Most backpacking trips produce hundreds of clips — shaky ascents, golden-hour ridge shots, campfire time-lapses — and zero structure. The backpacking-video-maker skill exists to close that gap. You describe what you shot, upload a shot list, or paste in your file names, and it returns a logical cut order, suggested music mood, caption text, and scene-by-scene narration that matches the rhythm of a real trail journey.
The skill understands the natural arc of a backpacking trip: approach, climb, camp, summit or destination, and return. It uses that structure to suggest where your best visuals belong, where to speed-ramp, where silence works better than commentary, and where a single line of on-screen text can replace 30 seconds of talking-head explanation.
Whether you're cutting a 90-second Instagram reel from a weekend trip or a 12-minute YouTube documentary from a thru-hike, the output adapts to your target length and platform. You stay in creative control — this skill does the structural heavy lifting so you can focus on what actually makes your footage worth watching.
When you drop in a clip description, trail name, or edit instruction, ClawHub parses your intent and routes it to the correct processing pipeline — whether that's rough-cut assembly, color grading for golden-hour footage, or syncing b-roll to a music tempo.
| User says... | Action | Skip SSE? |
|---|---|---|
| "export" / "导出" / "download" / "send me the video" | → §3.5 Export | ✅ |
| "credits" / "积分" / "balance" / "余额" | → §3.3 Credits | ✅ |
| "status" / "状态" / "show tracks" | → §3.4 State | ✅ |
| "upload" / "上传" / user sends file | → §3.2 Upload | ✅ |
| Everything else (generate, edit, add BGM…) | → §3.1 SSE | ❌ |
The backend runs on a distributed render cluster optimized for high-bitrate trail footage, handling tasks like stabilization, LUT application, and multi-clip sequencing through asynchronous job queues. Each API call references your project session ID, so your edit timeline, uploaded clips, and export settings persist across requests.

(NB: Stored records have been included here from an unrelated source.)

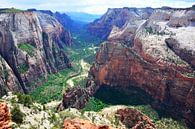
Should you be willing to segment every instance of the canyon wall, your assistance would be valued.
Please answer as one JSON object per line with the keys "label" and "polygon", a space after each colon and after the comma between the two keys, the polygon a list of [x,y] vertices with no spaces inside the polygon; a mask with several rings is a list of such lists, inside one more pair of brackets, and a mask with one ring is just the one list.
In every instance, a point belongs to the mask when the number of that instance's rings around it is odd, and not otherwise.
{"label": "canyon wall", "polygon": [[31,11],[0,14],[2,96],[28,93],[47,80],[48,73],[71,67],[63,48],[71,45],[68,31],[52,16]]}
{"label": "canyon wall", "polygon": [[[137,87],[155,99],[155,108],[183,117],[188,125],[195,126],[195,10],[142,10],[109,9],[89,25],[92,34],[107,41],[96,54],[89,72],[93,85],[87,83],[87,89],[95,93],[105,85]],[[116,12],[125,12],[125,16]],[[63,101],[64,105],[68,101]]]}

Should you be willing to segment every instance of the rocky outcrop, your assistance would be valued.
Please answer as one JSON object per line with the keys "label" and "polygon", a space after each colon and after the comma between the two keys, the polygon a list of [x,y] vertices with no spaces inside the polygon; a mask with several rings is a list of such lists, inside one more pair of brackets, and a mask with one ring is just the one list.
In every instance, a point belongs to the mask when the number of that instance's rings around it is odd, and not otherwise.
{"label": "rocky outcrop", "polygon": [[115,129],[107,125],[95,125],[88,120],[64,120],[64,129]]}
{"label": "rocky outcrop", "polygon": [[[155,100],[156,108],[195,126],[194,13],[190,8],[155,9],[145,20],[131,16],[133,20],[114,27],[89,72],[94,91],[101,86],[137,87]],[[107,23],[100,22],[103,18],[96,21],[97,30]],[[98,33],[107,34],[107,30]]]}
{"label": "rocky outcrop", "polygon": [[11,129],[11,117],[5,102],[0,102],[0,129]]}
{"label": "rocky outcrop", "polygon": [[7,62],[0,56],[0,96],[8,91],[23,92],[22,87]]}
{"label": "rocky outcrop", "polygon": [[66,90],[63,94],[63,100],[58,106],[58,110],[61,111],[67,108],[84,108],[89,98],[93,96],[93,94],[99,88],[98,86],[95,86],[93,81],[89,81],[88,85],[89,87],[85,89],[77,86]]}
{"label": "rocky outcrop", "polygon": [[[186,48],[181,48],[180,43],[176,39],[168,38],[165,40],[167,46],[181,59],[188,62],[195,70],[195,52]],[[194,44],[195,45],[195,44]]]}
{"label": "rocky outcrop", "polygon": [[70,67],[63,51],[63,47],[72,42],[70,33],[47,14],[31,11],[1,13],[0,42],[0,55],[25,93],[44,82],[48,73]]}
{"label": "rocky outcrop", "polygon": [[125,23],[137,24],[151,15],[152,8],[115,8],[88,25],[88,31],[101,39],[107,39],[114,26],[121,28]]}
{"label": "rocky outcrop", "polygon": [[128,129],[156,129],[150,118],[136,109],[119,109],[116,116]]}

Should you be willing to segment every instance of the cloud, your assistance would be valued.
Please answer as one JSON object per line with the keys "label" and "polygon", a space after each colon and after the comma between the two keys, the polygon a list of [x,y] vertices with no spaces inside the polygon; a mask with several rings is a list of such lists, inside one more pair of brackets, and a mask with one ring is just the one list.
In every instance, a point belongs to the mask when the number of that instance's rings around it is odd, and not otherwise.
{"label": "cloud", "polygon": [[103,14],[107,8],[120,7],[190,7],[195,0],[1,0],[0,7],[37,8]]}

Skill attribution — read from this file's YAML frontmatter at runtime:
X-Skill-Source: backpacking-video-makerX-Skill-Version: from frontmatter versionX-Skill-Platform: detect from install path (~/.clawhub/ → clawhub, ~/.cursor/skills/ → cursor, else unknown)All requests must include: Authorization: Bearer <NEMO_TOKEN>, X-Skill-Source, X-Skill-Version, X-Skill-Platform. Missing attribution headers will cause export to fail with 402.
API base: https://mega-api-prod.nemovideo.ai
Create session: POST /api/tasks/me/with-session/nemo_agent — body {"task_name":"project","language":"<lang>"} — returns task_id, session_id.

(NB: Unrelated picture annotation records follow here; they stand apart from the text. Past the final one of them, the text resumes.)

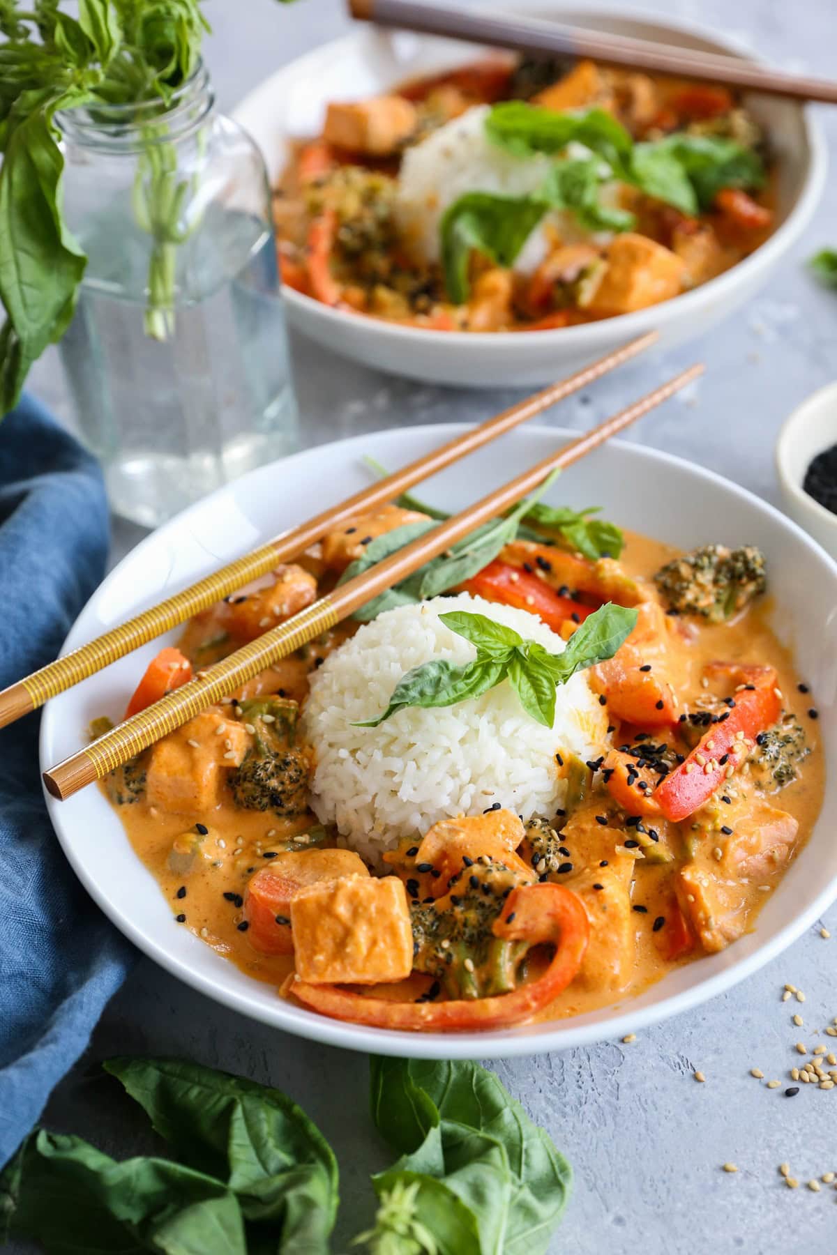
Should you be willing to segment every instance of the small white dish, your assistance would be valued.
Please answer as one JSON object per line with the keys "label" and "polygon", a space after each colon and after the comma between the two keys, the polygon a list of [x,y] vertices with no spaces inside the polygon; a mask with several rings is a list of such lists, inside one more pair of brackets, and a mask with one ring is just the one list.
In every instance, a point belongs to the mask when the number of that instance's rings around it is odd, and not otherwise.
{"label": "small white dish", "polygon": [[[629,8],[563,8],[543,0],[514,13],[752,59],[752,51],[725,34]],[[287,161],[290,142],[321,129],[329,100],[381,93],[408,79],[473,61],[484,51],[456,40],[363,26],[265,79],[240,103],[235,117],[261,147],[272,181]],[[695,339],[763,286],[808,225],[822,195],[826,149],[811,112],[778,97],[753,95],[748,105],[769,133],[777,157],[778,226],[744,261],[683,296],[581,326],[486,334],[399,326],[330,309],[285,289],[289,319],[319,344],[375,369],[469,388],[546,384],[653,328],[660,333],[659,349]]]}
{"label": "small white dish", "polygon": [[776,442],[776,473],[791,518],[837,557],[837,515],[802,487],[818,453],[837,444],[837,383],[826,384],[786,418]]}
{"label": "small white dish", "polygon": [[[261,467],[186,510],[144,540],[95,591],[64,643],[82,645],[139,609],[172,595],[222,562],[264,543],[369,483],[366,454],[399,467],[463,430],[462,424],[390,429],[320,446]],[[489,492],[570,439],[568,430],[526,427],[449,467],[422,487],[448,510]],[[591,501],[624,527],[691,548],[706,541],[758,545],[768,557],[773,628],[792,648],[819,710],[833,762],[837,745],[837,562],[796,523],[728,479],[680,458],[612,441],[563,474],[548,494],[581,508]],[[799,590],[804,589],[804,597]],[[173,643],[169,633],[166,643]],[[124,708],[159,641],[119,659],[50,702],[41,722],[41,767],[84,742],[92,718]],[[837,897],[837,772],[827,773],[822,813],[799,857],[767,901],[755,929],[722,954],[706,955],[646,989],[573,1019],[491,1033],[400,1033],[343,1024],[284,1001],[272,985],[246,976],[173,920],[151,872],[134,855],[117,812],[90,787],[67,802],[48,797],[50,818],[82,884],[141,950],[208,998],[297,1037],[346,1049],[413,1058],[504,1058],[619,1038],[698,1007],[750,975],[809,927]]]}

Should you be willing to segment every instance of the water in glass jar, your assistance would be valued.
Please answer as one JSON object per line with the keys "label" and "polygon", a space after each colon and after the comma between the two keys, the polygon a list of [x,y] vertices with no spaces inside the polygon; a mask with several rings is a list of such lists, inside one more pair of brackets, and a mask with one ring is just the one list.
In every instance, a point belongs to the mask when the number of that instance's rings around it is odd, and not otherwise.
{"label": "water in glass jar", "polygon": [[124,212],[88,227],[61,358],[113,508],[153,527],[296,446],[275,242],[264,221],[211,203],[177,246],[174,325],[159,341],[144,330],[148,236]]}

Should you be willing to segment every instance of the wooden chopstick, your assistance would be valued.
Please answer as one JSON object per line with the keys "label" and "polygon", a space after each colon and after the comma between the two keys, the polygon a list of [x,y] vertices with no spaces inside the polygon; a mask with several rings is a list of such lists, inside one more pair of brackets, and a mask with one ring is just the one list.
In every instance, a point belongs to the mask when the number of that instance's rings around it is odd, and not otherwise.
{"label": "wooden chopstick", "polygon": [[207,707],[227,697],[241,684],[253,679],[266,666],[276,663],[280,658],[286,658],[315,636],[334,628],[364,602],[398,584],[417,567],[444,552],[476,527],[496,518],[521,497],[525,497],[527,492],[536,488],[552,471],[570,466],[610,439],[616,432],[635,423],[655,405],[668,400],[680,388],[696,379],[698,375],[703,374],[703,365],[689,366],[688,370],[675,375],[660,388],[655,388],[654,392],[605,419],[599,427],[571,441],[556,453],[550,453],[528,471],[509,479],[503,487],[489,492],[476,505],[433,527],[363,575],[339,585],[333,592],[320,597],[306,610],[301,610],[292,619],[289,619],[287,622],[270,629],[264,636],[259,636],[242,649],[236,650],[235,654],[230,654],[228,658],[208,668],[188,684],[167,693],[154,705],[132,715],[131,719],[125,719],[124,723],[92,742],[85,749],[44,772],[46,788],[53,797],[68,798],[93,781],[102,779],[108,772],[127,763],[129,758],[147,749],[161,737],[179,728],[188,719],[206,710]]}
{"label": "wooden chopstick", "polygon": [[837,104],[837,83],[806,74],[786,74],[737,56],[701,53],[691,48],[655,44],[648,39],[545,21],[540,18],[496,16],[459,5],[418,0],[349,0],[354,18],[378,26],[399,26],[428,35],[445,35],[474,44],[491,44],[532,56],[591,56],[607,65],[655,70],[678,78],[709,79],[729,87],[784,95],[794,100]]}
{"label": "wooden chopstick", "polygon": [[159,605],[143,610],[142,614],[134,615],[133,619],[118,628],[97,636],[89,644],[74,649],[64,658],[48,663],[39,671],[33,671],[25,679],[9,685],[0,692],[0,728],[38,709],[49,698],[73,688],[162,633],[186,622],[201,610],[207,610],[216,601],[221,601],[222,597],[230,596],[231,592],[236,592],[245,584],[248,584],[250,580],[267,575],[280,562],[301,553],[309,545],[319,541],[328,531],[339,527],[354,515],[393,501],[420,479],[429,478],[459,458],[473,453],[474,449],[496,441],[504,432],[511,432],[513,427],[542,414],[543,410],[565,400],[572,393],[587,388],[596,379],[601,379],[610,370],[621,366],[625,361],[630,361],[631,358],[650,348],[658,339],[656,331],[649,331],[636,340],[614,349],[612,353],[605,354],[604,358],[599,358],[582,370],[576,370],[567,379],[550,384],[542,392],[504,409],[501,414],[472,428],[463,435],[457,435],[453,441],[440,444],[438,449],[410,462],[400,471],[395,471],[384,479],[378,479],[361,492],[348,497],[346,501],[324,510],[323,513],[310,518],[306,523],[281,532],[261,548],[236,558],[203,580],[198,580],[197,584],[183,589],[182,592],[176,592],[173,597],[167,597]]}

Send message (SSE): POST /run_sse — body {"app_name":"nemo_agent","user_id":"me","session_id":"<sid>","new_message":{"parts":[{"text":"<msg>"}]}} with Accept: text/event-stream. Max timeout: 15 minutes.
Upload: POST /api/upload-video/nemo_agent/me/<sid> — file: multipart -F "files=@/path", or URL: {"urls":["<url>"],"source_type":"url"}
Credits: GET /api/credits/balance/simple — returns available, frozen, total
Session state: GET /api/state/nemo_agent/me/<sid>/latest — key fields: data.state.draft, data.state.video_infos, data.state.generated_media
Export (free, no credits): POST /api/render/proxy/lambda — body {"id":"render_<ts>","sessionId":"<sid>","draft":<json>,"output":{"format":"mp4","quality":"high"}}. Poll GET /api/render/proxy/lambda/<id> every 30s until status = completed. Download URL at output.url.

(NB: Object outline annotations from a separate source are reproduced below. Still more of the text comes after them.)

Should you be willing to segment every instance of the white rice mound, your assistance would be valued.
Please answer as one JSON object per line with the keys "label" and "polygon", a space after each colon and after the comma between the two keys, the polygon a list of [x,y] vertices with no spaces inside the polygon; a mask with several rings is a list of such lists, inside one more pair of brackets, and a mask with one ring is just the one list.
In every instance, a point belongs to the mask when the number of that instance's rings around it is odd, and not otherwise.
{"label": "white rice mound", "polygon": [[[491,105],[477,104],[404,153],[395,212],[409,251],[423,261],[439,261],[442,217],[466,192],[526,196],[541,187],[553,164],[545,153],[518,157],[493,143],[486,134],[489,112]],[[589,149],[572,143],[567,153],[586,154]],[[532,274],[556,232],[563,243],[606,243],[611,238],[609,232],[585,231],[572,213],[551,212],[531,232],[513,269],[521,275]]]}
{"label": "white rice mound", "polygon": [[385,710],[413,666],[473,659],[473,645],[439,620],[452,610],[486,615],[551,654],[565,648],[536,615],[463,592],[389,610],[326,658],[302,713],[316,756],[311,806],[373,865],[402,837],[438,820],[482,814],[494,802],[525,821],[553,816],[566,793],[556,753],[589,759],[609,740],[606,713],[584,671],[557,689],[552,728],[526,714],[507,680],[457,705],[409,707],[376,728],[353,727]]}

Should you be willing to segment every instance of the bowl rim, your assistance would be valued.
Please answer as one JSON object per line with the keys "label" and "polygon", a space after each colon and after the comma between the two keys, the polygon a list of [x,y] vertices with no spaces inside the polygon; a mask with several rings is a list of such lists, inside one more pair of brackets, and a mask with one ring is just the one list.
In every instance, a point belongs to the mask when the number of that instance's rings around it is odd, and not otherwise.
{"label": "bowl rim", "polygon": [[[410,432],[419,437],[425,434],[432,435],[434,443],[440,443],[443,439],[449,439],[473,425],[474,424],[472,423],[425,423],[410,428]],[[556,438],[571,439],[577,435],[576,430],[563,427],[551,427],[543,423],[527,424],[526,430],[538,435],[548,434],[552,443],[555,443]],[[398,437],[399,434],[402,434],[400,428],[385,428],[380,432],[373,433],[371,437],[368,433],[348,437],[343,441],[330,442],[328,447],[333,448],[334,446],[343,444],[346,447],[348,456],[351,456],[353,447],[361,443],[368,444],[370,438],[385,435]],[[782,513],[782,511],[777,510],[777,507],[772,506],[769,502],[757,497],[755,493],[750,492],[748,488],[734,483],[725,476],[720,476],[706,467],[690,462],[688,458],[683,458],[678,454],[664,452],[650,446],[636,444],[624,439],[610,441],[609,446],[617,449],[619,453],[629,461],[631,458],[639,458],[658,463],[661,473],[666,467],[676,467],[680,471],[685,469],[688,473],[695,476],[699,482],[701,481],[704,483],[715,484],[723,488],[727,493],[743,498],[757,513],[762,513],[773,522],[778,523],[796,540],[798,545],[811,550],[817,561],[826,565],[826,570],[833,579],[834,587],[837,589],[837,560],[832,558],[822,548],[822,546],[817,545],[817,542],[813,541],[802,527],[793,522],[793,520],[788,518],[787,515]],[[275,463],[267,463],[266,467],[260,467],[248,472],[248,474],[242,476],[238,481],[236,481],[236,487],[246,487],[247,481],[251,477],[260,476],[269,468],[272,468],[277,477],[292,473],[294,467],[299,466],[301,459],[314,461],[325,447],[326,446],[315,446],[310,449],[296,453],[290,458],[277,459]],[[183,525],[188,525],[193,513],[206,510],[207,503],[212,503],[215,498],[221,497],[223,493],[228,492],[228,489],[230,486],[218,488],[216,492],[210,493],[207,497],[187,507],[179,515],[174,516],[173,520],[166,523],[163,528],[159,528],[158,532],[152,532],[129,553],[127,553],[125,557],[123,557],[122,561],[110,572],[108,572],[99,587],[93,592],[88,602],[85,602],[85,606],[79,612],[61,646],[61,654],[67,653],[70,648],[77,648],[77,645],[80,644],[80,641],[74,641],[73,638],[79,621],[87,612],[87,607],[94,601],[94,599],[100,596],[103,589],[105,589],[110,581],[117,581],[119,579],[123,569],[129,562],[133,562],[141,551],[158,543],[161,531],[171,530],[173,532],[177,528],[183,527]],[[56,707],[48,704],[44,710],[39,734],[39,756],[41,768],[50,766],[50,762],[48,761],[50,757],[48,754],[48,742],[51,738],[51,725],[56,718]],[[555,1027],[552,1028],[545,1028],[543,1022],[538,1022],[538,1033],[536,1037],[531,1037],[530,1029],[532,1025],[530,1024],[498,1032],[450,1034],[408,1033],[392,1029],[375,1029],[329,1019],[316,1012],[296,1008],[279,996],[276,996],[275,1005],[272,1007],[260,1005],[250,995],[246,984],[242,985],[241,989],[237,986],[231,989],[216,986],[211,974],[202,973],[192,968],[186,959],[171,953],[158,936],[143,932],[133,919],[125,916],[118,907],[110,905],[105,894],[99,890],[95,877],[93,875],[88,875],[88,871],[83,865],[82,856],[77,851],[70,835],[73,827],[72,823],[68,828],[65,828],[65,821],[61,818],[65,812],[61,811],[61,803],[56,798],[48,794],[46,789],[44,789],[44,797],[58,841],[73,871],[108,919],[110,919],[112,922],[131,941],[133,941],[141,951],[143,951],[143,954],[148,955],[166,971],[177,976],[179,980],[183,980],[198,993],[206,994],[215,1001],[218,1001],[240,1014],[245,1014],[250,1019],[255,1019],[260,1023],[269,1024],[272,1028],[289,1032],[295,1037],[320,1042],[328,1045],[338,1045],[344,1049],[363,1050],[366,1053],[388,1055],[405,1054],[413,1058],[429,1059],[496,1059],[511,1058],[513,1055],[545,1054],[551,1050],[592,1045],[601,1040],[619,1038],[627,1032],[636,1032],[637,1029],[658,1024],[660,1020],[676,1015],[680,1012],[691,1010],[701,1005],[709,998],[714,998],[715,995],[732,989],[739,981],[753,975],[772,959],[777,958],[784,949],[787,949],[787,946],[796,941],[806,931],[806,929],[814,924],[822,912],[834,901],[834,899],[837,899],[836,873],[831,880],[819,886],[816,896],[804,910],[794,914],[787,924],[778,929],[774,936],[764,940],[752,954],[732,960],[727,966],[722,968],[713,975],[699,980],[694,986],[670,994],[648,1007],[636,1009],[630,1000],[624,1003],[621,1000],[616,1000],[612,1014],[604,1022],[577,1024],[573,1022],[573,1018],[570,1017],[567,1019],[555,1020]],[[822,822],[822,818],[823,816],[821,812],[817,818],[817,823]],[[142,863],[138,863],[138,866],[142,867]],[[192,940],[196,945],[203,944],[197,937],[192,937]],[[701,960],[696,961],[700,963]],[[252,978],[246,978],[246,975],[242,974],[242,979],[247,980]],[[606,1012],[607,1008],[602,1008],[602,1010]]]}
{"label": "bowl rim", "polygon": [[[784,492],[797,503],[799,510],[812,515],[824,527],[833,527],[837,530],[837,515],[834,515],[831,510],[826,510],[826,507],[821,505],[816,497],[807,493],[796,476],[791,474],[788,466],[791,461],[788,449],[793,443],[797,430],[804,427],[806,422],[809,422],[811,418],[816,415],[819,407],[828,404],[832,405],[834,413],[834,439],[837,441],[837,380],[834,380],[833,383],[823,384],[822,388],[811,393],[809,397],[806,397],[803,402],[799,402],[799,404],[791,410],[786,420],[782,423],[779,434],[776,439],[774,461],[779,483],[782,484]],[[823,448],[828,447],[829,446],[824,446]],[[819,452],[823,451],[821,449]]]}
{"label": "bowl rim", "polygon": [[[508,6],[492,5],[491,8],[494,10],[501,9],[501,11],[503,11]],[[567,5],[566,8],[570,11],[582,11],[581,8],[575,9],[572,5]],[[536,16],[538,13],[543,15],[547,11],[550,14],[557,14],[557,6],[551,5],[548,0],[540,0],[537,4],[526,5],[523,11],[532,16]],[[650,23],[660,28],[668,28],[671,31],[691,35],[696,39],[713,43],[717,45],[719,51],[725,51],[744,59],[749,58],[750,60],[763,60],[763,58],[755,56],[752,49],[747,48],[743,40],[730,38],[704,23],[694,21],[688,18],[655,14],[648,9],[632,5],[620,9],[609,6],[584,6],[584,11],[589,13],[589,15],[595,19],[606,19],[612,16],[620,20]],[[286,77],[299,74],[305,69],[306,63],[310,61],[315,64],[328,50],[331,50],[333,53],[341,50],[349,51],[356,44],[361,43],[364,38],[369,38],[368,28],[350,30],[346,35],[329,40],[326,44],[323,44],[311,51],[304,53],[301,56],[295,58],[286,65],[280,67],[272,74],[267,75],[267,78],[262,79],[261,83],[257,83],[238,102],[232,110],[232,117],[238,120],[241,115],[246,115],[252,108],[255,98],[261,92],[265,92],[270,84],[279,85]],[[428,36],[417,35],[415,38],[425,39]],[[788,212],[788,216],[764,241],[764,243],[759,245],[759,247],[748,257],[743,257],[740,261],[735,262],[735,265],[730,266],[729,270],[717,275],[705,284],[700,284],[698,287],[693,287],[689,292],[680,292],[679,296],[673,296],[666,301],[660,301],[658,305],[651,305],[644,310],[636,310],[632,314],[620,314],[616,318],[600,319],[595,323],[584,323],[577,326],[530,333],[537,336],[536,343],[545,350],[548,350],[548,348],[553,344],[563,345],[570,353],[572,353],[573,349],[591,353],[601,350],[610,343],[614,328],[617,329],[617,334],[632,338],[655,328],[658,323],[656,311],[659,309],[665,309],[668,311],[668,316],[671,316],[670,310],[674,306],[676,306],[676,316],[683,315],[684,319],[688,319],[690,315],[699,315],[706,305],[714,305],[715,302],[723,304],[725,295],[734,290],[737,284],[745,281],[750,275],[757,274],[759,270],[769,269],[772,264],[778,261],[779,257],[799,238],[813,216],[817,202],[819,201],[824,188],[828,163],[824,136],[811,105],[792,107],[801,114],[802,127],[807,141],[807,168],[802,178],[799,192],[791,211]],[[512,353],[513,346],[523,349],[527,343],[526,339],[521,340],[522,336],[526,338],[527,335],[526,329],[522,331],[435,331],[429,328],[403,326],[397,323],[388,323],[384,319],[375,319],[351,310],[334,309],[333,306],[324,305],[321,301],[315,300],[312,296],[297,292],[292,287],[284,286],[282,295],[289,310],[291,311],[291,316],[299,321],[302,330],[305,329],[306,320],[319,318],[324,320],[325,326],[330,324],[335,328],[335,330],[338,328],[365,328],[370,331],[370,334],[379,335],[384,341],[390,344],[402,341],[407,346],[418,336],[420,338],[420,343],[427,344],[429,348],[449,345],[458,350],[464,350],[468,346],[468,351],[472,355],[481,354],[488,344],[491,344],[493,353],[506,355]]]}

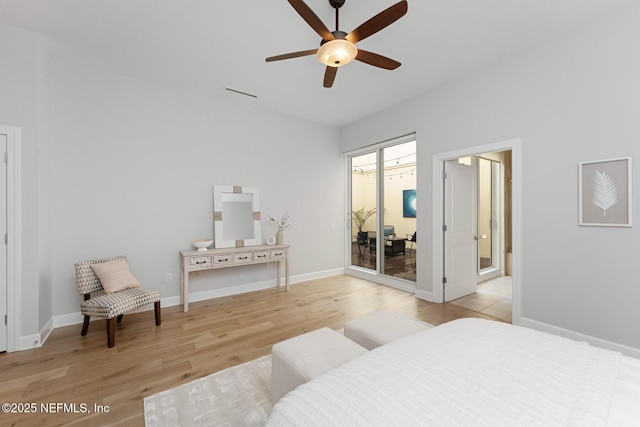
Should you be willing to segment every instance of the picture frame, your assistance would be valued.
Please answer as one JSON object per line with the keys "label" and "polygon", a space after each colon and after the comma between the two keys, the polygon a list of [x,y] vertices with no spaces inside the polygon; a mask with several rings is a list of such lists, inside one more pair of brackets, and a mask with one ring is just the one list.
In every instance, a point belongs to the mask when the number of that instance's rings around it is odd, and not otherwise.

Supported formats: mp4, mov, avi, webm, mkv, jpg, png, gif, webp, mp3, wav, m4a, aac.
| Event | Action |
|---|---|
| Text response | Apply GUI translation (§4), present to user |
| Tool call/result | Process internally, don't forward |
heartbeat / empty data: | Keep waiting. Every 2 min: "⏳ Still working..." |
| Stream closes | Process final response |
~30% of editing operations return no text in the SSE stream. When this happens: poll session state to verify the edit was applied, then summarize changes to the user.
The backend assumes a GUI exists. Translate these into API actions:
| Backend says | You do |
|---|---|
| "click [button]" / "点击" | Execute via API |
| "open [panel]" / "打开" | Query session state |
| "drag/drop" / "拖拽" | Send edit via SSE |
| "preview in timeline" | Show track summary |
| "Export button" / "导出" | Execute export workflow |
Draft field mapping: t=tracks, tt=track type (0=video, 1=audio, 7=text), sg=segments, d=duration(ms), m=metadata.
Timeline (3 tracks): 1. Video: city timelapse (0-10s) 2. BGM: Lo-fi (0-10s, 35%) 3. Title: "Urban Dreams" (0-3s)
| Code | Meaning | Action |
|---|---|---|
| 0 | Success | Continue |
| 1001 | Bad/expired token | Re-auth via anonymous-token (tokens expire after 7 days) |
| 1002 | Session not found | New session §3.0 |
| 2001 | No credits | Anonymous: show registration URL with ?bind=<id> (get <id> from create-session or state response when needed). Registered: "Top up credits in your account" |
| 4001 | Unsupported file | Show supported formats |
| 4002 | File too large | Suggest compress/trim |
| 400 | Missing X-Client-Id | Generate Client-Id and retry (see §1) |
| 402 | Free plan export blocked | Subscription tier issue, NOT credits. "Register or upgrade your plan to unlock export." |
| 429 | Rate limit (1 token/client/7 days) | Retry in 30s once |
The most common starting point is a raw file list or a written description of what you filmed each day. Paste in your clip names or a day-by-day shooting log and the skill returns a sequenced cut order grouped by narrative phase — approach, ascent, camp, summit, descent — with notes on pacing and where to trim dead footage.
For social-first edits, specify your platform and target length upfront. A 60-second TikTok cut needs a different opening hook and faster pacing than a 10-minute YouTube documentary. The skill adjusts caption density, suggested text overlays, and scene timing based on that context.
Another popular workflow is voiceover scripting. If you want to narrate your trip rather than use music, describe each segment and the skill writes punchy, natural-sounding lines that match the visual action — no generic travel-vlog clichés. You can also ask for a mixed approach: music-driven sections with sparse text overlays and one or two narrated moments for emotional beats like a summit or a difficult weather section.
If the cut order feels off or scenes are grouped in a way that doesn't match your actual route, add more context about your trip's geography or timeline. The skill infers narrative arc from what you provide — if your day two was actually a rest day and not a summit push, say so explicitly so the pacing reflects that.
For very long trips (10+ days, 200+ clips), break the input into daily segments rather than sending everything at once. Ask for a structure per day first, then request a final assembly order that stitches the daily edits together. This produces cleaner results than trying to sequence a full thru-hike in one pass.
If generated captions sound too generic, include specifics: the trail name, elevation gain, weather conditions, or a memorable moment from that section. The more concrete detail you feed in, the more the output reads like your trip rather than a stock adventure template. You can also ask the skill to match a reference video style by describing a creator or tone you want to emulate.